Notebook 2: Functional Fields¶
Part 2 of the GRL Field Series
Overview¶
In Notebook 1, we saw vector fields — arrows at each point. Now we take the conceptual leap to functional fields, where each point is associated with a function (an infinite-dimensional vector).
This is the mathematical foundation of GRL's reinforcement field.
Learning Objectives¶
- Functions as vectors — Addition, scaling, inner products
- Kernel functions — Measuring similarity between points
- RKHS intuition — Reproducing Kernel Hilbert Space
- Functional gradients — Optimization in function space
- Bridge to GRL — How particles create the reinforcement field
Prerequisites¶
- Notebook 1 (Classical Vector Fields)
- Basic linear algebra (vectors, inner products)
Time¶
~25-30 minutes
# Setup
import numpy as np
import matplotlib.pyplot as plt
from matplotlib import cm
from mpl_toolkits.mplot3d import Axes3D
import seaborn as sns
INTERACTIVE = False
try:
import ipywidgets as widgets
from IPython.display import display
WIDGETS_AVAILABLE = True
except ImportError:
WIDGETS_AVAILABLE = False
sns.set_theme(style='whitegrid', context='notebook')
plt.rcParams['figure.figsize'] = (12, 8)
%matplotlib inline
print(f"Libraries loaded. Interactive: {INTERACTIVE and WIDGETS_AVAILABLE}")

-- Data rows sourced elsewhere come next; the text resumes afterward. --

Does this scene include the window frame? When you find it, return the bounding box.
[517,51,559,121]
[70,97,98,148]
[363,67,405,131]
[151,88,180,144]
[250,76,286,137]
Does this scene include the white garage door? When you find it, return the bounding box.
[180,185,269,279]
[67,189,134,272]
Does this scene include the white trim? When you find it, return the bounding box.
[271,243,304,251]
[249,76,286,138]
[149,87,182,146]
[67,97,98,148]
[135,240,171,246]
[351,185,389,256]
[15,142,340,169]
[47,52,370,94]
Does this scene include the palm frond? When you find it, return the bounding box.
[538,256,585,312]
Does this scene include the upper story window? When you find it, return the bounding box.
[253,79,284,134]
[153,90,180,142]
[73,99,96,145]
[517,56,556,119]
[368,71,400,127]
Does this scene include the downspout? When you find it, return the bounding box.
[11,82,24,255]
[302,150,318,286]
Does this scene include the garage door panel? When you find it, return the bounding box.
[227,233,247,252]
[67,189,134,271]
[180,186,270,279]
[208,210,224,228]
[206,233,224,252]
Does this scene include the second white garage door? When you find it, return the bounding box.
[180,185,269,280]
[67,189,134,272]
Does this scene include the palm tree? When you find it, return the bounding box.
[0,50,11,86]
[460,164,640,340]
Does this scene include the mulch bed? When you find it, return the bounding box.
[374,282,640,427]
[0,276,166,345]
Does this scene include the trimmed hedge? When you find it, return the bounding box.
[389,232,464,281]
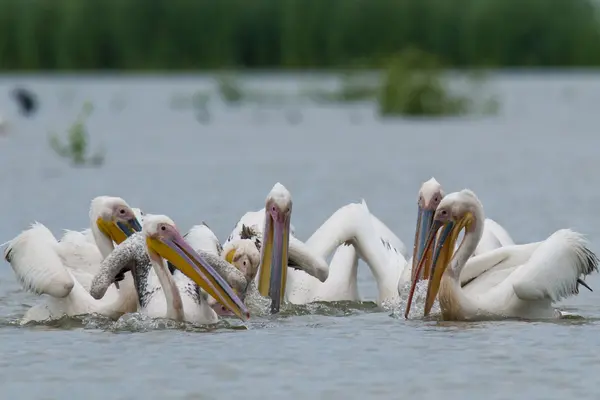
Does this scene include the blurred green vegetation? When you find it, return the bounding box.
[0,0,600,70]
[49,102,104,166]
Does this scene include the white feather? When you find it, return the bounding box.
[509,229,598,302]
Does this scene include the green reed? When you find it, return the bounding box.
[0,0,600,70]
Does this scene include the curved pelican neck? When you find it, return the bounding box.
[447,206,484,281]
[150,255,184,321]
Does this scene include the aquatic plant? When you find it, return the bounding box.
[378,49,468,116]
[0,0,600,71]
[49,102,104,166]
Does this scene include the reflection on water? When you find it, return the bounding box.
[0,74,600,400]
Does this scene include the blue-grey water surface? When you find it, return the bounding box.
[0,73,600,400]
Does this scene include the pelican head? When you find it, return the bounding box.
[90,196,142,244]
[258,183,292,313]
[142,215,250,320]
[412,178,444,279]
[223,239,260,282]
[209,239,260,315]
[404,189,483,318]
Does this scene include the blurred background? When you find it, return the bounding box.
[0,0,600,400]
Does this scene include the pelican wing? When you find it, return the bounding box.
[508,229,598,302]
[56,229,102,290]
[184,222,223,256]
[485,218,515,247]
[460,242,542,290]
[4,222,74,298]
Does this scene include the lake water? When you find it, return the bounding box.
[0,73,600,400]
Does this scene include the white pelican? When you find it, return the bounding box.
[288,178,512,306]
[405,190,598,320]
[90,215,250,324]
[4,196,141,323]
[167,222,260,315]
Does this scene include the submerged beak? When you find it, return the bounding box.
[404,216,468,318]
[411,205,434,280]
[258,208,290,314]
[146,234,250,321]
[96,217,142,244]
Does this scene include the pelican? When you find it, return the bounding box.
[288,178,510,306]
[4,196,141,323]
[288,178,512,306]
[168,222,260,315]
[90,215,250,324]
[405,189,598,320]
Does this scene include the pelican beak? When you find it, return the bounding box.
[404,213,472,318]
[258,208,291,314]
[96,217,142,244]
[411,205,434,280]
[146,234,250,321]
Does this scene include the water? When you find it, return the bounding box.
[0,74,600,400]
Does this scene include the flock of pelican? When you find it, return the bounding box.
[4,178,598,324]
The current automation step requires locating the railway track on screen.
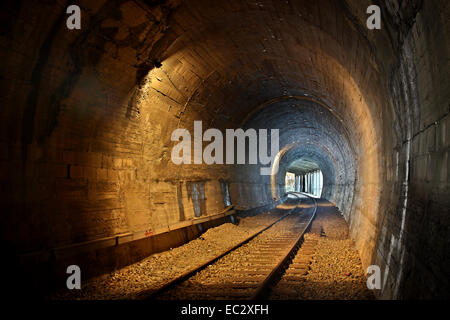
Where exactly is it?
[146,193,317,299]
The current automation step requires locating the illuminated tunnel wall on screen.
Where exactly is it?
[0,0,450,298]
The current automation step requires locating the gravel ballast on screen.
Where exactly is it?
[271,201,374,300]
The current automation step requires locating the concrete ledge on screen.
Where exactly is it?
[18,206,236,264]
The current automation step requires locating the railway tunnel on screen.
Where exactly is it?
[0,0,450,299]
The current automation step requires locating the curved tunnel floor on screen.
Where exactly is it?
[270,199,375,300]
[47,199,374,300]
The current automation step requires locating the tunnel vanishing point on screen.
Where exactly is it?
[0,0,450,299]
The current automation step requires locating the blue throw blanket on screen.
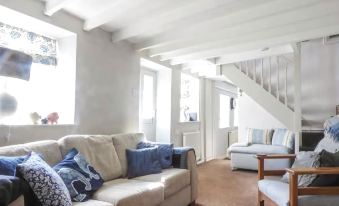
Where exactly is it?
[324,115,339,142]
[173,147,194,169]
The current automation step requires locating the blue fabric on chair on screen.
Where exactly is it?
[53,148,104,202]
[18,152,72,206]
[0,156,25,176]
[126,147,161,178]
[324,115,339,141]
[247,128,272,144]
[272,129,294,150]
[137,141,173,169]
[173,147,195,169]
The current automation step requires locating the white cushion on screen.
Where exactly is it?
[113,133,145,177]
[0,140,62,166]
[59,135,122,181]
[73,200,113,206]
[134,168,191,198]
[92,179,164,206]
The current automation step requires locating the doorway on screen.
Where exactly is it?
[140,68,157,141]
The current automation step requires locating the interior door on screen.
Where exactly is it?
[139,69,157,141]
[213,88,235,159]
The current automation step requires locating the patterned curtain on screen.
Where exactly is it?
[0,22,57,66]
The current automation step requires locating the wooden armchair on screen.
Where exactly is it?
[255,154,339,206]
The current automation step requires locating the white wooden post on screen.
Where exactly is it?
[277,57,280,101]
[293,43,302,153]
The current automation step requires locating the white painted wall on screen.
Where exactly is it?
[301,39,339,129]
[237,93,285,142]
[0,0,140,146]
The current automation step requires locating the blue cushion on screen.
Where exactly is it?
[17,152,72,206]
[272,129,294,150]
[137,142,173,169]
[126,147,161,178]
[324,115,339,141]
[0,156,25,176]
[53,148,104,202]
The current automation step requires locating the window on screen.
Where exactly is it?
[0,20,76,125]
[180,73,200,122]
[219,94,230,128]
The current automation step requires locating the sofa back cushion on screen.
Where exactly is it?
[0,140,62,166]
[272,129,294,150]
[59,135,122,181]
[247,128,273,144]
[113,133,146,177]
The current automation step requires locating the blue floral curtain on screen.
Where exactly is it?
[0,22,57,66]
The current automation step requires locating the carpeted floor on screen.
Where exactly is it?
[196,160,274,206]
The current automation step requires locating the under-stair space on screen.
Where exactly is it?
[221,56,294,130]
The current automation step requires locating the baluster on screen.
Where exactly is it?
[277,57,280,100]
[285,62,288,106]
[268,57,272,93]
[260,58,264,87]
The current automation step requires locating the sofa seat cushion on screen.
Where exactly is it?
[258,179,339,206]
[59,135,122,181]
[134,168,191,199]
[92,179,164,206]
[0,140,62,166]
[73,200,113,206]
[229,144,290,154]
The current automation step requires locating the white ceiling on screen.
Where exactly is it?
[45,0,339,65]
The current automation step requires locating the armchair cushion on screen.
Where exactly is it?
[272,129,294,150]
[310,150,339,187]
[258,179,339,206]
[282,152,320,187]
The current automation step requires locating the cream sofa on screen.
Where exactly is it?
[0,133,198,206]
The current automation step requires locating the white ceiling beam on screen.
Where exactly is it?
[44,0,71,16]
[137,0,324,50]
[215,44,293,65]
[169,19,339,65]
[113,0,250,41]
[149,2,339,56]
[161,13,339,60]
[84,0,182,31]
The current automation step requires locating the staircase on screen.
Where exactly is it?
[221,56,294,130]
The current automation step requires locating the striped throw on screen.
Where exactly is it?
[272,129,294,150]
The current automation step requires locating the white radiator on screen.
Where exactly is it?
[182,131,201,161]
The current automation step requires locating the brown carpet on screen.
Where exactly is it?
[196,160,274,206]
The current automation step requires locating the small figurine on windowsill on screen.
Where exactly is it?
[29,112,41,124]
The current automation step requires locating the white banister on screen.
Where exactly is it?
[277,57,280,100]
[285,62,288,106]
[260,58,264,87]
[268,57,272,93]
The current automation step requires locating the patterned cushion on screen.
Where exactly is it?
[0,156,25,176]
[137,141,173,169]
[53,148,104,202]
[247,128,272,144]
[18,152,72,206]
[126,147,161,178]
[272,129,294,150]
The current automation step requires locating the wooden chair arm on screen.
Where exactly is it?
[286,167,339,175]
[255,154,296,160]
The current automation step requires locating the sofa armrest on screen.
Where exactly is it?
[255,154,296,180]
[173,147,198,202]
[286,167,339,206]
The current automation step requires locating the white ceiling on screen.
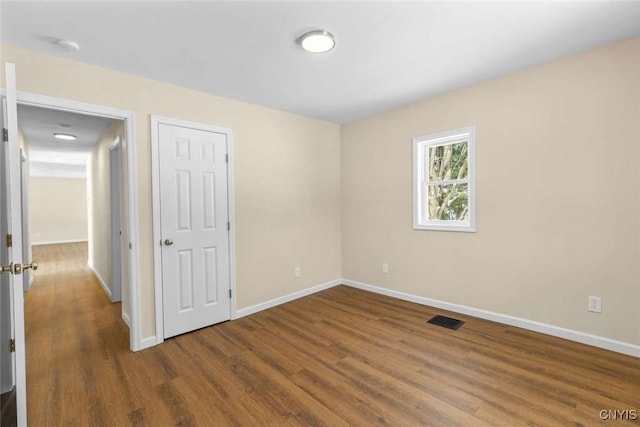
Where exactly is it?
[18,105,111,178]
[0,1,640,123]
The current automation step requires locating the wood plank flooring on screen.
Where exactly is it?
[25,245,640,426]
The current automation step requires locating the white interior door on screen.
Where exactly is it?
[0,63,27,426]
[158,124,231,338]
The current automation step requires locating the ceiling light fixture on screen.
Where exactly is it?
[53,133,76,141]
[51,39,80,52]
[296,30,336,53]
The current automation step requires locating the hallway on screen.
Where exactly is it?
[25,243,132,426]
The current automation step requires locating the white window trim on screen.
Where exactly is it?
[413,126,476,233]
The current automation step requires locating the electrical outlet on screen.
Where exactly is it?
[587,296,602,313]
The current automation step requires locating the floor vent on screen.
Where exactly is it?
[427,315,464,329]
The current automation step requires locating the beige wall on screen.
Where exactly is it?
[87,120,130,316]
[29,177,87,245]
[342,38,640,344]
[2,46,341,338]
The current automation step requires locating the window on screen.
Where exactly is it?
[413,127,476,232]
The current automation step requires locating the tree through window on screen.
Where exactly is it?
[413,128,475,231]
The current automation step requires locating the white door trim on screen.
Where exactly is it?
[0,63,30,427]
[9,91,145,351]
[150,114,236,344]
[109,136,122,302]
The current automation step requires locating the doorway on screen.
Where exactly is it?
[11,92,142,351]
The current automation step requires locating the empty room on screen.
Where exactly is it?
[0,0,640,427]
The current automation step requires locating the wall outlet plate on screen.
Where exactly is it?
[587,296,602,313]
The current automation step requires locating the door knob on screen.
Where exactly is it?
[22,262,38,271]
[0,263,25,274]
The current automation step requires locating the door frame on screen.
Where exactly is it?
[109,136,122,302]
[8,91,144,351]
[149,114,236,344]
[20,148,33,292]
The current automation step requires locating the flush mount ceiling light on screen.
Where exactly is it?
[51,39,80,52]
[296,30,336,53]
[53,133,76,141]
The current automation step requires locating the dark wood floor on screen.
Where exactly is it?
[26,245,640,426]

Libraries loaded. Interactive: False
Part 1: Functions as Vectors¶
The Key Insight¶
Functions can be treated as vectors in an infinite-dimensional space!
| Operation | Finite Vectors | Functions |
|---|---|---|
| Addition | $\mathbf{u} + \mathbf{v}$ | $(f + g)(x) = f(x) + g(x)$ |
| Scaling | $c \cdot \mathbf{u}$ | $(cf)(x) = c \cdot f(x)$ |
| Inner Product | $\mathbf{u} \cdot \mathbf{v} = \sum_i u_i v_i$ | $\langle f, g \rangle = \int f(x) g(x) dx$ |
| Norm | $\|\mathbf{u}\| = \sqrt{\mathbf{u} \cdot \mathbf{u}}$ | $\|f\| = \sqrt{\langle f, f \rangle}$ |
Why This Matters for GRL¶
In GRL, the reinforcement field $Q^+$ is a function (a vector in function space). Operations like "adding experience" become vector addition in this space.
# Example 1.1: Functions as Vectors — Addition and Scaling
x = np.linspace(-3, 3, 200)
# Define two "basis" functions
f1 = np.exp(-x**2) # Gaussian centered at 0
f2 = np.exp(-(x-1.5)**2) # Gaussian centered at 1.5
# Linear combinations (just like vectors!)
f_sum = f1 + f2 # Addition
f_scaled = 2 * f1 # Scaling
f_combo = 0.5 * f1 + 1.5 * f2 # General linear combination
fig, axes = plt.subplots(1, 3, figsize=(15, 4))
# Addition
axes[0].plot(x, f1, 'b-', lw=2, label=r'$f_1(x) = e^{-x^2}$')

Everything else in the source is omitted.